My wife really likes the homecoming segment on the September 19 AOPA Live This Week (very early in the show, about 1:30)…I’m not sure whether it’s the video itself or just the fact that I had returned from my longest trip ever.

 

 

 

Strange but true general aviation news

Friday, October 4th, 2013

The student learned a real lesson. A student pilot and instructor were forced to make an emergency belly landing at Buffalo Niagara International Airport after the landing gear on the Cessna Cutlass 172 they were flying locked, reports the Buffalo News.

What are those F-16 fighter jets doing there? a Diamond DA40 was one of three aircraft that were intercepted by F-16 fighter jets after enter a no-fly zone over the United Nations in New York City, reports the Asbury Park Press. The aircraft eventually landed at New Jersey’s  Monmouth Executive Airport.

Is it a ghost aircraft if you can see it? Officials in North Carolina are investigating how an aircraft ended up in the bottom of Lake Norman, reports the New York Daily News.

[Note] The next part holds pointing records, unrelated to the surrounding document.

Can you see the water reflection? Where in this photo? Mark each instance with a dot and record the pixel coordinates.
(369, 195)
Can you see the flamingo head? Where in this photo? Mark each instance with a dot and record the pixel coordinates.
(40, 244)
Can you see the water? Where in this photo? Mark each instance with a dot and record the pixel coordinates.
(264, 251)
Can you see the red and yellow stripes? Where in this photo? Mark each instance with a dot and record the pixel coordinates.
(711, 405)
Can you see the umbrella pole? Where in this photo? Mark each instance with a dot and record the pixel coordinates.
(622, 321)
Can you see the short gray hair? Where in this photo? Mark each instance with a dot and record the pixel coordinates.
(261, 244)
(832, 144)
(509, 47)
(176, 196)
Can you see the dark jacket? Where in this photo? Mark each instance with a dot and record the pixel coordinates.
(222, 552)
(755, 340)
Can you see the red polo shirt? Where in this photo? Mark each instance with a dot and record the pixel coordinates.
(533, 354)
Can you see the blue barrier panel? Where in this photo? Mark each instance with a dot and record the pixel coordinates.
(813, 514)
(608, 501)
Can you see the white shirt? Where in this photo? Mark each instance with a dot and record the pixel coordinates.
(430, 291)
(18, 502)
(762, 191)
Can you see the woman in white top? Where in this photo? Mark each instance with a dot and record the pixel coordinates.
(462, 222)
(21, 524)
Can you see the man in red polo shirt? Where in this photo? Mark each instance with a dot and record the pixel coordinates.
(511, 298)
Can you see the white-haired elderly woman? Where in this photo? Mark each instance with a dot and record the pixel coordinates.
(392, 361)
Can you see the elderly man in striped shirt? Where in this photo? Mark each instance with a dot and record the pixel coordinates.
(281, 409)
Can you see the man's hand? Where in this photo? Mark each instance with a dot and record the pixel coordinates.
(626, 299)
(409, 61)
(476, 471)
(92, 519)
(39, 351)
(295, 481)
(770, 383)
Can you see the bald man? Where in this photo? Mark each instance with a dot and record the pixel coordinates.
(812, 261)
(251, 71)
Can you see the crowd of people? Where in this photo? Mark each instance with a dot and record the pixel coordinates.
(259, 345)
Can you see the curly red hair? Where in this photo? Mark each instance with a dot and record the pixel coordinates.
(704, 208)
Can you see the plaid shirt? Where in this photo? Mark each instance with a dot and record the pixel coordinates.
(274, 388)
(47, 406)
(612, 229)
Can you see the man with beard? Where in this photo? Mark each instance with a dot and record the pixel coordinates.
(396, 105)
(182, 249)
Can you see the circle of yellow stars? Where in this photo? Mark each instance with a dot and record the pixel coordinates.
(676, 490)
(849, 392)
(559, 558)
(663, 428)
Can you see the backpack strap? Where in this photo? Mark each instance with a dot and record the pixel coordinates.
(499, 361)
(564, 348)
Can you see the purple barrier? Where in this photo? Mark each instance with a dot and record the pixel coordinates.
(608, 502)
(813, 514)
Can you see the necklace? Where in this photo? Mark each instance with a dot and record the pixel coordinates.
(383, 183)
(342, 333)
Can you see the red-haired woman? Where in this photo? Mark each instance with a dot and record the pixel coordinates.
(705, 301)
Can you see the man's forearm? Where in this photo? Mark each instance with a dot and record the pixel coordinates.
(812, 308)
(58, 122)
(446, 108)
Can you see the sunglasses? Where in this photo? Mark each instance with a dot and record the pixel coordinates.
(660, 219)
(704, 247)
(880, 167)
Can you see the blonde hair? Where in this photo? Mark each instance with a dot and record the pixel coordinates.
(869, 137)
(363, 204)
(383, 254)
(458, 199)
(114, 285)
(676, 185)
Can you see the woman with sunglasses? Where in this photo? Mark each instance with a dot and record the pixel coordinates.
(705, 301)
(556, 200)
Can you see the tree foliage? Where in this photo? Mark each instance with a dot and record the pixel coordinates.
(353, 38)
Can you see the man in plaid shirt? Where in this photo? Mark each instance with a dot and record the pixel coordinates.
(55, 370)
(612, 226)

It did say “No Parking.” Business Insider  reports on a Boulder, Colo., police officer and jokester who issued a parking ticket to an Army National Guard Blackhawk helicopter parked on the street in between work rescuing stranded victims of the Colorado flood. The pilot of the helicopter was cited for “facing the wrong way” and “parking in a no parking zone.”

Captain Kirk afraid to fly? Sir Richard Branson, the man behind Virgin Galactic, says that actor William Shatner, who portrayed Capt. James Kirk in the iconic television series “Star Trek,” declined an offer to fly into space on Virgin Galactic because of his fear of flying, reports the Daily Mail.

Now taking off — Air Turtle.  A juvenile loggerhead turtle was flown on a Cessna Citation II from Brigantine, N.J., y to the South Carolina Aquarium Sea Turtle Rescue Program in Charleston, reports the French Tribune. The turtle was missing the major part of its right rear flipper and will be in physical therapy.

Now landing — on Lake Shore Drive. Pilot John Pedersen was forced to make an emergency landing on Chicago’s Lake Shore Drive, reports the Chicago Sun-Times. He told investigators that his aircraft developed mechanical problems.